La pensée politique d’Etienne : le personnage est placé comme un observateur du milieu des ouvriers et Zola s’inspire des notes qu’il a prises durant son séjour dans le pays minier pour faire évoluer son personnage . Tout d’abord il apprend les gestes qui font de lui un mineurs  : “il apprenait de Catherine à manœuvrer sa pelle , montre des bois dans la taille ” . Certains le surnomment l’aristo pour se moquer de sa maladresse liée à l’ignorance du métier . Les premiers temps, il étouffe au fond des veines ; C’est en fait un timide qui craint sa violence intérieure ; Le personnage songe d’abord à reprendre sa route affamée afin de ne plus redescendre dans cet enfer : “car avec son instruction plus large, il ne sentait point la résignation de ce troupeau et finirait par étrangler quelque chef ” (I, VI ) Finalement, au dernier chapitre, il décide de rester à cause d’un vent de révolte . Peu à peu le personnage devient un camarade et se lie d’amitié avec Maheu qui admire son instruction  “il le voyait lire, écrire, dessiner des bouts de plan, il l’entendait causer de choses dont lui, ignorait jusqu’à  l’existence ” (P1, 3) 
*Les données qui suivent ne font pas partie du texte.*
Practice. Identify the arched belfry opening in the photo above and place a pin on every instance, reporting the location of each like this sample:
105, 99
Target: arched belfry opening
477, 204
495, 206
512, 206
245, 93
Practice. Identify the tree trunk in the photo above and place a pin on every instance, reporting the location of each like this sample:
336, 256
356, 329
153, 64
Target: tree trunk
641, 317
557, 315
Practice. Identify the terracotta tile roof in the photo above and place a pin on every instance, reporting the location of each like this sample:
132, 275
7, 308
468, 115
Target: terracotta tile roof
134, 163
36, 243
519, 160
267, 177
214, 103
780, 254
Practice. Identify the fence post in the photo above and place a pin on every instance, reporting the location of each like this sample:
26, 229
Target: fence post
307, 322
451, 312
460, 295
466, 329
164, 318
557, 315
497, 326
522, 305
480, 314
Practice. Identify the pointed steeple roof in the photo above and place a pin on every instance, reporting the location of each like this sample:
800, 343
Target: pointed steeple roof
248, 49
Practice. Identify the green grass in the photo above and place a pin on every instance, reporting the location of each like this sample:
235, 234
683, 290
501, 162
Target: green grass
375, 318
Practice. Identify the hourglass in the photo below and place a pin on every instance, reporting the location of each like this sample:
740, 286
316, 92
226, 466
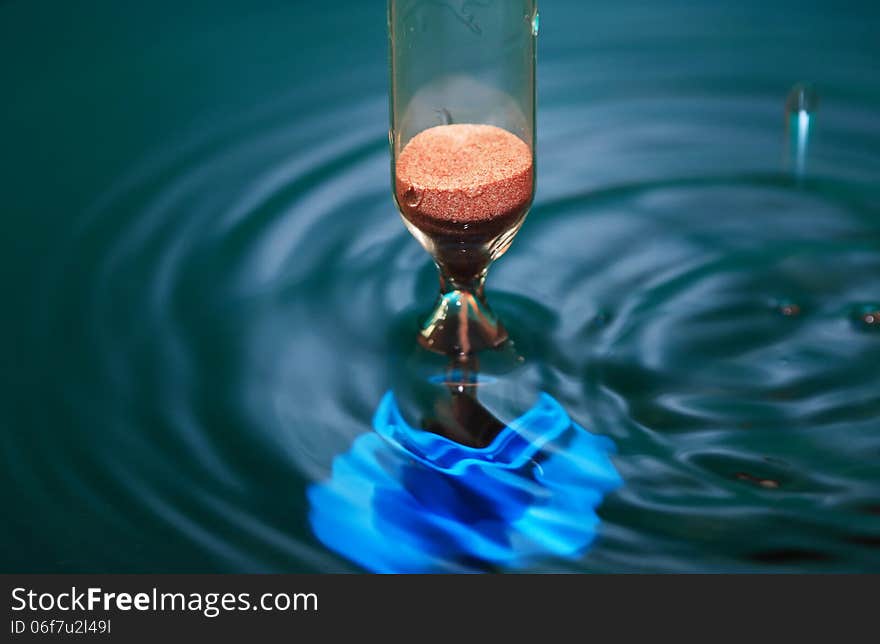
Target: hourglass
463, 148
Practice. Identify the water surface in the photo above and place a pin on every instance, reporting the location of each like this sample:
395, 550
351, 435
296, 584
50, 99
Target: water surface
208, 292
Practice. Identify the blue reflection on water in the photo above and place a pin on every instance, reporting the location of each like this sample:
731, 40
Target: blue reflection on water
403, 500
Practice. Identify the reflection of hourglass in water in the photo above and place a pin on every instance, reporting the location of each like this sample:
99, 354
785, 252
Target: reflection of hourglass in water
471, 493
462, 143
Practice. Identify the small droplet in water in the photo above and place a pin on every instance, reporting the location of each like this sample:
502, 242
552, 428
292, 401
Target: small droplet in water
412, 197
767, 484
800, 109
600, 320
867, 317
445, 116
789, 309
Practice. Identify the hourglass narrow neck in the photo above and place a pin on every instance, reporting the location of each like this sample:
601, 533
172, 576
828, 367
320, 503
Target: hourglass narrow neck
474, 284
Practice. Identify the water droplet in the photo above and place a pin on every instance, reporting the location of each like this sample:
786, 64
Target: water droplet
866, 317
445, 116
800, 108
412, 197
767, 484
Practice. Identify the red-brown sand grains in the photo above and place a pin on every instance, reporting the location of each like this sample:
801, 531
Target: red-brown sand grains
463, 179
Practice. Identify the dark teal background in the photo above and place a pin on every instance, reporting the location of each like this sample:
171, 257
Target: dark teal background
203, 277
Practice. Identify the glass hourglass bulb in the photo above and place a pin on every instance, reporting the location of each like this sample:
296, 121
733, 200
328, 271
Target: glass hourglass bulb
463, 148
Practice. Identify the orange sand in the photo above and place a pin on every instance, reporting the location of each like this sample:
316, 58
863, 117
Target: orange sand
464, 174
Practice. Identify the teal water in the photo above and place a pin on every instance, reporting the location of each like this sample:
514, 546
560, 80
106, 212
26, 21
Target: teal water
207, 291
L’influence de Souvarine : c’est un ouvrier pauvre, Russe et secret qui a commandité un attentat contre le tsar . Il s’est réfugié en France  et tente de dissuader Etienne de rejoindre l’Association internationale des travailleurs qui venait de se créer à Londres sous l’impulsion de Karl Marx ; Souvarine lui veut tout détruire mais Etienne pense qu’il n’est pas vraiment sérieux : “cette théorie de la destruction lui semblait une pose ” ; Pluchart lui fait partie de cette association : il est même secrétaire de la  fédération du Nord.  Les hommes pensent qu’une révolution des ouvriers est indispensable  ” un chambardement qui nettoierait la société du haut en bas, et qui la rebâtirait avec plus de propreté et de justice ”  Souveraine semble ne savoir long sur les mécanismes économiques qui régissent la loi du marché et il évoque notamment la loi d’airain : le salaire est fixé selon lui à la  plus petite somme indispensable, juste le nécessaire pour que les ouvriers mangent du pain sec et fabriquent des enfants.  “C’est l’équilibre des ventres vides, la condamnation perpétuelle au bagne de la faim ”  Alors Etienne se met à lire des livres dans lesquels il ne comprend pas tout et des idées lui viennent . (P 3, 3) Jusque là , il n’avait eu de la révolte que l’instinct, au milieu de la sourde fermentation des camarades. Toutes sortes de questions confuses se posaient à lui: pourquoi la bière des uns? pourquoi la richesse des autres ? pourquoi ceux- ci sous l étalon de ceux-là, sans l’espoir de jamais prendre leur place ?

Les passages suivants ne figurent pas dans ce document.